Но бог не освободил, и они разжали руки, расцепили объятья, разорвались, и еще с общей кровью в жилах, смертные, полуживые, поползли прочь друг от друга…
И было утро, дрожащее и ломкое, и фасады домов, приобретая волнистые очертания, то и дело сползали на асфальт, и вокзальная площадь, подернувшись влажной зыбью, валилась и съезжала с самой себя, а стрелки башенных часов гнались друг за другом. Ева стояла на подножке поезда, утончившаяся, почти бесплотная. Глядя на нее снизу, с перрона, он схватил ее драгоценную ногу, прижал к небритой щеке рыжий сапог и поезд тронулся. Она вскрикнула, сдернула с себя шляпу, прижала к лицу… И остался разоренный мир, и нечего в нем было делать без любви, и с любовью ничего нельзя было делать. Разве что лить на голову тазики с ледяной водой, нанося ежедневные ножевые удары по организму, чувствовать, как потрясенно охнув, содрогается каждая клетка, захваченная врасплох, да смутно надеяться, что возникшая «клеточная просветленность» распространится ненароком и на душу. N сжился с уверенностью, что, если выпустить из рук нить и однажды утром не выполнить ритуального обливания, то мир рухнет окончательно и сам он начнет тотчас распадаться вплоть до полного исчезновения.

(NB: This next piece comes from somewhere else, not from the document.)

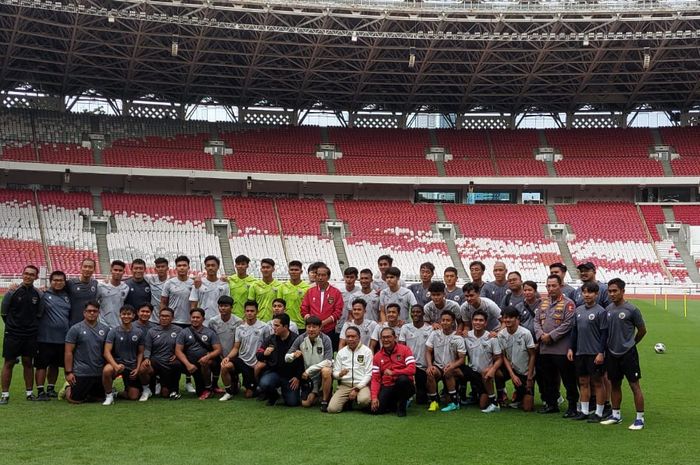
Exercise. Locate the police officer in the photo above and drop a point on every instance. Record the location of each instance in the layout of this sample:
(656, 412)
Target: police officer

С таким же маниакальным упорством он продолжал ежедневно ходить в бассейн и молотил стометровку за стометровкой отвратительным кролем, распугивая мирных купальщиков фонтаном брызг, выжимая из своего тела волю к победе, поскольку тело, здоровое и сильное, послушное его приказам, оставалось последним его оплотом. Однако вскоре и с водой наметились тревожные, осложненные отношения: то она его «пускала», то отторгала с враждебностью одушевленного существа, то оставалась безучастной. Пока однажды во время плаванья ему не пришло в голову, что его судорожные заплывы напоминают атаки грубого завоевателя, стремящегося любой ценой взять препятствие и полагающегося только на крепость собственных мускулов. Перевернувшись, как от толчка, на спину, подняв лицо к застекленному светлому небу, свободно раскинув руки на голубой глади, он с осторожностью пошевелил кончиками пальцев. Ощущение оказалось необычным и наградило его подсказкой: нужно в корне изменить тактику, отказаться от насилия, не вступать в прямую схватку с препятствием, а смиренно согласоваться с его природой, не рвать ткань, а проникнуть в нее бескровно и, если пойти дальше: суметь отдаться с необходимостью означает и овладеть! Метод, который он ищет всюду, скрывается именно здесь, так что если отработать его в одном направлении, в одном месте, то он наверняка окажется отмычкой и к другим потаенным местам…
Возбужденный, захваченный новым поворотом старой темы, он вышел на улицу в распахнутой дубленке, потянул ноздрями февральский воздух и вдруг ошеломленно узнал присутствие знакомого тревожного и сладостного запаха, принесенного ветром из южных степей…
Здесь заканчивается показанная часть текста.